On ne le répétera jamais assez, l’Etat devrait soigner ses services publics. Pour preuve, ceux-ci lui rendent de précieux services en matière de gestion des conflits, ou plus simplement encore, des populations et individus indésirables.
Première illustration le 31 août dernier à Saint-Denis. Vers 6h30, des dizaines de condés débarquent dans un camp de fortune où vivaient quelques 150 personnes, venues de Bulgarie et de Roumanie. Après avoir rasé le lieu et embarqué tous ses occupants, se pose la question de l’évacuation de ces derniers. Peut-être en mal de bus servant au transport des personnes arrêtées, toujours est-il que ce jour-là, la police trouve un moyen fort simple de résoudre le problème. Emmenant tout le monde de force vers la ligne 1 du tramway, les flics tentent de faire monter les indésirables dans des rames déjà occupées par des passagers. Constatant le souci, des cadres de la RATP décident de faire venir une rame spéciale depuis le dépôt de Pavillon-sous-bois, afin « de ne pas entraîner de désagrément pour les usagers ». La RATP précisera bien n’avoir répondu à aucune réquisition de la police, d’où le caractère hautement généreux et spontané de leur coup de main, et d’ajouter : « notre rôle d’exploitant est d’acheminer les voyageurs jusqu’à leur destination en temps et en heure ». Question de sérieux… Le trajet de déportation durera une bonne heure, le temps que le convoi escorté par neufs cars de CRS à l’extérieur, des dizaines à l’intérieur en plus de quatre employés de la RATP, arrive à la gare de Noisy-le-Sec, où les familles seront poussées dans le RER, direction… le plus loin possible pour le pouvoir. Pour mémoire, on rappellera qu’au début du XXème siècle, plus précisément entre 1907 et 1914, l’État s’était doté des cadres légaux pour réaliser ce type d’opération de déportation. Clémenceau avait à l’époque créé des unités spéciales -les Brigades mobiles- dont le rôle consistait à déplacer les populations Tziganes aux confins d’un département donné. Leçon bien apprise.
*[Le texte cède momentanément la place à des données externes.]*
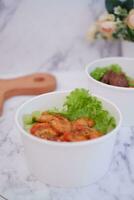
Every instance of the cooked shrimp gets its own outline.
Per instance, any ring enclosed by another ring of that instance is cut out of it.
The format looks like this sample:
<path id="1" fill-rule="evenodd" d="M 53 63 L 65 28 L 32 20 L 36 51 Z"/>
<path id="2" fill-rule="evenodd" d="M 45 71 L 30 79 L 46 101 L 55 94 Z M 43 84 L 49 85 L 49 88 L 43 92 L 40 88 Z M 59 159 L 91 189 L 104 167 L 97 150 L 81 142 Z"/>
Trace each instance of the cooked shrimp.
<path id="1" fill-rule="evenodd" d="M 53 115 L 44 112 L 38 119 L 38 122 L 49 123 L 51 127 L 59 133 L 69 132 L 71 130 L 71 122 L 59 114 Z"/>
<path id="2" fill-rule="evenodd" d="M 40 118 L 37 120 L 38 122 L 50 122 L 51 120 L 55 119 L 55 115 L 49 114 L 47 112 L 43 112 Z"/>
<path id="3" fill-rule="evenodd" d="M 31 128 L 31 133 L 44 139 L 53 139 L 57 136 L 57 133 L 50 127 L 48 123 L 34 124 Z"/>
<path id="4" fill-rule="evenodd" d="M 51 120 L 50 124 L 59 133 L 71 131 L 71 122 L 61 115 L 55 115 L 55 119 Z"/>
<path id="5" fill-rule="evenodd" d="M 72 122 L 73 130 L 81 130 L 84 127 L 93 127 L 95 122 L 89 118 L 79 118 Z"/>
Des membres d’un syndicat gauchiste de la RATP (SUD en l’occurrence) s’émeuvent, et demandent « que les transports franciliens ne soient plus utilisés pour ce genre d’opérations », comprendre, que l’État fasse ses rafles tranquillou, mais autrement, et qu’on ne nous embête pas avec. La direction se lavera les mains de cette sale besogne en déclarant qu’il s’agissait d’une décision locale et exceptionnelle.
Autre exemple, le 4 novembre au RER Saint-Lazare, où un homme est assassiné par une meute composée de trois contrôleurs SNCF, d’un agent de l’unité nationale d’intervention rapide (l’Unir, créée en 2011), dépendant de la Surveillance Générale (SUGE), et trois flics de la Brigade des Réseaux Ferrés (BRF). L’agent de sécurité l’aurait d’abord frappé à coup de matraque télescopique, avant que les flics le menottent par terre. L’homme perd connaissance, souffrant d’un hématome à la tête, puis tombe dans le coma. Il décède un jour plus tard. Pour la forme, les sept personnes précitées seront placées en garde-à-vue, le temps de conclure qu’il n’y pas eu usage excessif de la force. On est soulagé, un usage excessif de la force aurait pu entraîner une sur-mort. Pour en finir avec cette vilaine histoire, le pouvoir s’empresse de déclarer qu’un « infarctus » était à l’origine du décès. C’est fou le nombre de personnes cardiaques tombant dans les mains des chiens de garde de l’ordre, ça n’arrête pas. Mais nous laissons aux cardiologues et autres sociologues le soin de faire les comptes en cette matière. Il y a plus important que de compter les morts : reconnaître les responsables et en tirer les conséquences.